Agency training reviewers on QSAR

FDA reviewer David Green said that in anticipation of ICH M7 adoption, the agency is training reviewers on assessing impurities in drug master files (DMFs).

Green said that DMF reviewers will assess the mutagenicity of APIs in three steps.

First, the reviewer will calculate the TTC for an API based on the Maximum Daily Dose of the reference ANDA and the daily intake per duration of treatment. The reviewer will be adding a TTC limit to the table for the referenced ANDA. A specified limit of 1.5 micrograms a day daily intake is used for a drug product that has a lifetime duration of use per M7.

Next the reviewer will be looking at the firm’s synthesis to determine if there are any chemical compounds that contain structural alerts.

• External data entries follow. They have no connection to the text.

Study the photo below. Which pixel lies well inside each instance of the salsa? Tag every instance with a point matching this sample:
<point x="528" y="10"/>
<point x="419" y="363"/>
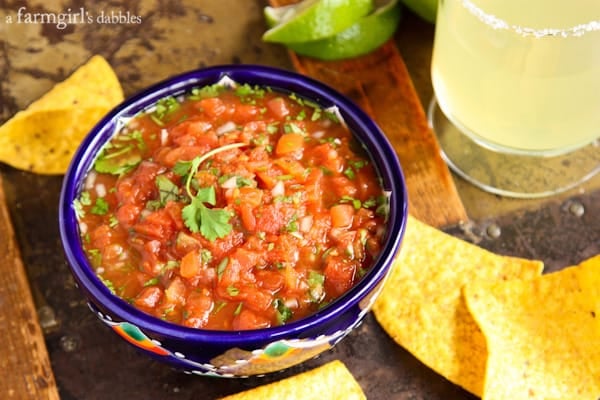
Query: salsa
<point x="232" y="208"/>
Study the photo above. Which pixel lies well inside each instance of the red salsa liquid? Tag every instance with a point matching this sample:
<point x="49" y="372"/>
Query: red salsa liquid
<point x="231" y="209"/>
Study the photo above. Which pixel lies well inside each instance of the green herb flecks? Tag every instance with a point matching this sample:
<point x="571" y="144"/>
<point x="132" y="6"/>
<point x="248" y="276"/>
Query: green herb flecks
<point x="164" y="107"/>
<point x="283" y="312"/>
<point x="206" y="92"/>
<point x="100" y="207"/>
<point x="108" y="284"/>
<point x="79" y="203"/>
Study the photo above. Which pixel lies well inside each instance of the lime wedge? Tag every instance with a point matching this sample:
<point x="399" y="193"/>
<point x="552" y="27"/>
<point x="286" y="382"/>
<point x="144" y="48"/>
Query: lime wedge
<point x="361" y="38"/>
<point x="311" y="20"/>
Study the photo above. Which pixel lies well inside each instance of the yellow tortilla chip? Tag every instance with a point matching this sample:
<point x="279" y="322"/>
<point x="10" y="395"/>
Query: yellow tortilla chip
<point x="43" y="137"/>
<point x="44" y="141"/>
<point x="332" y="381"/>
<point x="543" y="335"/>
<point x="422" y="308"/>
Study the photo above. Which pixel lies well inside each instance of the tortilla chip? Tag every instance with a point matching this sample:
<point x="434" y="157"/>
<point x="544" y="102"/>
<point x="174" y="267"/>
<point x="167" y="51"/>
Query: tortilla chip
<point x="543" y="335"/>
<point x="422" y="307"/>
<point x="43" y="137"/>
<point x="44" y="141"/>
<point x="331" y="381"/>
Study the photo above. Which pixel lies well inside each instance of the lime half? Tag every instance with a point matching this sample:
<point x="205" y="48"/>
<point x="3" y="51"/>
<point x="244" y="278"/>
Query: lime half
<point x="311" y="20"/>
<point x="364" y="36"/>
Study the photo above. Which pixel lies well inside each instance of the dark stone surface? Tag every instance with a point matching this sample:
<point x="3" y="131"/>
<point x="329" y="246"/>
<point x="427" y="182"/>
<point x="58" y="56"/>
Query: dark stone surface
<point x="91" y="362"/>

Green said that FDA is training staff on QSAR assessments to ascertain whether the drug tests positive for genotoxicity or is negative.

To assist reviewers in identifying compounds that are carcinogenic, FDA will be using a chemical Carcinogenesis Research information System (CCRIS) database which is a publicly accessible database maintained by the National Cancer Institute.

The databank is organized by chemical record, and contains carcinogenicity, tumor promotion, tumor inhibition and mutagenicity test results derived from the scanning of primary journals.

“All that matters is if study data is available. We do not read or interpret any of the studies. If data is available a deficiency is triggered.”

The last step is that reviewers will determine the appropriate response once structural alerts have been identified.

Green said that FDA expects industry will be doing these QSAR assessments once ICH M7 goes into effect.

He said that “it has been an incredible experience. Great collaborations have come out of this. It has been a great training experience for our reviewers. But in reality we want to get to the point where we are not doing this. We want to get back to our traditional system of reviewing.”